Tiba di rumah dengan selamat. Runi langsung mencoba pakaian dan sendal yang dibeli. Semuanya pas di tubuh Runi. Runi bahagia sekali mempunyai baju dan sendal baru.
"Apa kamu ingin potong rambut? Rambutmu panjang sekali. Sampai ke pinggang." Bik Amah menatap rambut Runi yang panjang sampai ke pinggang. Rambutnya dikepang satu oleh Runi. Menurut bibi, zaman sekarang jarang ada wanita yang rambutnya sepanjang itu. Agak ribet dalam mengurusnya.
"Tidak, Bik. Hanya aku potong untuk merapikan saja. Tapi tidak akan pernah aku potong pendek. Ibu lebih suka aku rambut panjang seperti ini. Persis sama seperti rambut ibu juga. Sama dengan rambut nenek. Itu kata ibu, karena aku tidak pernah bertemu dengan nenek dan kakek. Aku tidak tahu bagaimana wajah mereka. Aku juga tidak tahu apakah nenek dan kakek masih hidup atau sudah meninggal. Karena selama ini, aku merasa tidak punya keluarga. Ibu melarang aku mencari nenek dan kakek. Karena merasa sudah menganggap kami bukan lagi keluarga." Runi bicara panjang lebar. Bik Amah teringat ibu Runi juga begitu kalau bicara. Runi benar-benar jelmaan ibunya. Mereka seperti saudara kembar. Sayang sekali ibu Runi cepat sekali pergi. Meninggalkan dunia ini. Padahal ibu Runi, wanita yang sangat kuat. Bisa menanggung saat diasingkan keluarganya. Hanya hidup dengan suami dan putrinya.

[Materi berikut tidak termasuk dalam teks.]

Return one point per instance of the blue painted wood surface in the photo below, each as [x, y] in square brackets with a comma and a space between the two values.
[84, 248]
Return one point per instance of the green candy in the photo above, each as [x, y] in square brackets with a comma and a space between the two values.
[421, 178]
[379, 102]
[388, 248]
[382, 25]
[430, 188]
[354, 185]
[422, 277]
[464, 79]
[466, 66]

"Sabar, Runi. Kamu harus lapang d**a menghadapi semua ini. Meski mereka menolak kamu bagian dari keluarga, tapi darah tidak akan berdusta. Ada darah mereka mengalir di tubuhmu. Kamu harus ikhlas menerima semuanya. Agar perasaanmu lega. Jangan pernah ada dendam kepada siapapun, yang sudah melukai perasaan kamu dan ibumu. Ikhlaskan saja apa yang terjadi. Yakinkan diri kebahagiaan akan menghampiri." Bik Amah membesarkan perasaan Tuni. Agar jangan merasa sedih atas apa yang sudah terjadi. Keluarga tetaplah keluarga, meski mereka menganggap tidak ada.
"Iya, Bik." Runi berusaha tersenyum. Saat ini Runi hanya ingin memenuhi keinginan ibunya.
"Ayo, kita masak untuk makan siang." Bik Amah mengajak Runi masuk ke dapur. Untuk memasak makan siang. Mereka akan memasak yang sederhana saja. Karena yang makan hanya mereka. Zhai tidak pernah pulang makan siang.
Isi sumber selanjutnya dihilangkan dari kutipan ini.